The DEM analysis on candle-flame-shaped flares reveals that the DEM profile of the flaring plasma generally has a double-peak distribution in temperature, with a cold component around \(\log T\approx6.2\) and a hot component around \(\log T\approx7.0\). The former is mainly attributed to emission not related to the flare, i.e., from the foreground and background coronal plasma (generally termed “coronal background”). Hence, the mean temperature weighted by the hot DEM component, \(\langle T\rangle _{\mathrm{h}}\), is a better representation of the flaring plasma than the conventionally defined mean temperature, \(\langle T\rangle _{\mathrm{w}}\), which is weighted by the whole DEM profile including the cold component. With the presence of a strong coronal background, the latter could significantly underestimate the temperature of the flaring plasma, as in the case of Flare \(\mbox{N}^{0}~4\). The fact that the cusp-shaped structure has roughly the same \(\langle T\rangle _{\mathrm{h}}\) (Figures 3, 6, 9, 12, 15, and 18) corroborates the appropriateness of this approach, because the thermal conduction is assumed to be highly efficient along the newly reconnected field lines that outline the cusp-shaped structure.
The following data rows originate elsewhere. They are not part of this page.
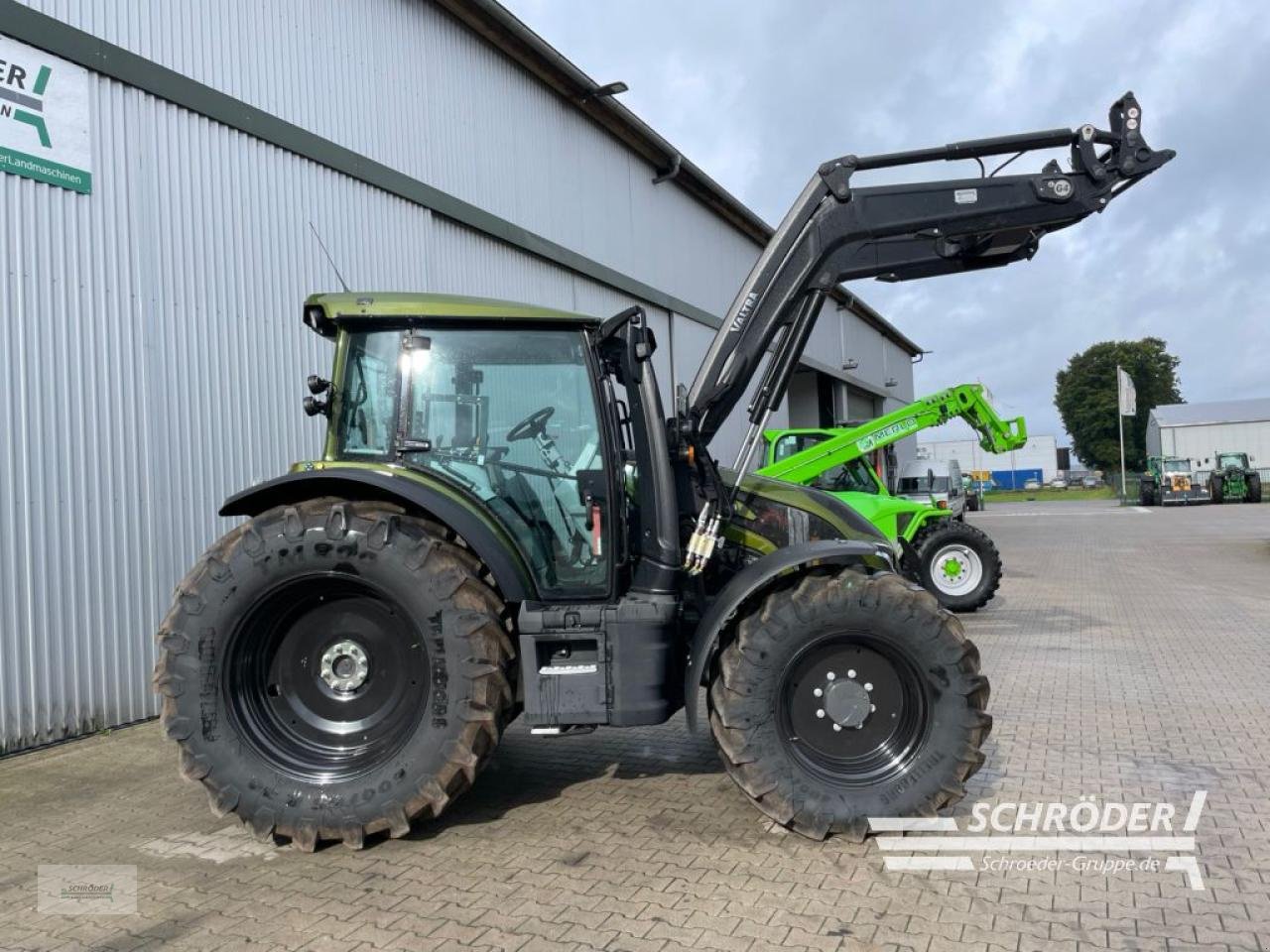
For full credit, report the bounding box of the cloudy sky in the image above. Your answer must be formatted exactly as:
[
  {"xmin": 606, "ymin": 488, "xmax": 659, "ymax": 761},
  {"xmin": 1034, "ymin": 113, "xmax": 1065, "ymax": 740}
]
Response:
[{"xmin": 504, "ymin": 0, "xmax": 1270, "ymax": 444}]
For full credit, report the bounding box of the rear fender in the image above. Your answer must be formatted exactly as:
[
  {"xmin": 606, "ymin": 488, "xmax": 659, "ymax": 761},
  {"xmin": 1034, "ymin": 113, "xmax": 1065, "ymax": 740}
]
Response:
[
  {"xmin": 219, "ymin": 467, "xmax": 537, "ymax": 602},
  {"xmin": 684, "ymin": 539, "xmax": 894, "ymax": 730}
]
Along the same train of thought, we propose that the EM integrating over high temperatures is also a better representation of the flaring plasma. The absence of a cool and dense channel, or trunk-like feature, in all of the investigated flares, however, poses a challenge to the previous hypothesis on the formation mechanism of such a feature. We note that the regularized DEMs tend to underestimate fluxes observed in the 94 and 131 Å passbands (Figures 3, 6, 9, 12, 15, and 18), therefore underestimating the hot DEM component as the 94 and 131 Å filters are its major contributors. This further justifies the above approach.

The majority of the candle-flame-shaped flares in our study resemble the famous Tsuneta flare in temperature distribution, i.e., the cusp-shaped structure has higher temperatures than the rounded flare arcade underneath. Roughly speaking, this includes the confined flare (\(\mbox{N}^{0}~6\)) with a double candle-flame shape sharing the same cusp-shaped structure. Our analysis hence corroborates the classic reconnection model, in which the slow-mode shocks attached to the reconnection site play a significant role in heating the plasma.

The 19 July 2012 flare (\(\mbox{N}^{0}~5\)) is a very intriguing exception: the temperature decreases with altitude from the tip of the cusp toward the top of the arcade. The hottest region is slightly above the X-ray loop-top source that is normally co-spatial with the EM-enhanced region at the top of the arcade. It is not clear whether this abnormal temperature distribution is related to the rare above-the-loop-top source observed during the impulsive phase, but it means that a different heating mechanism from the slow-mode shocks is at work in the cusp region, which is most likely related to the reconnection outflow. However, it is difficult to understand why in other flares this heating mechanism appears to be insignificant. These issues are worth of further investigation.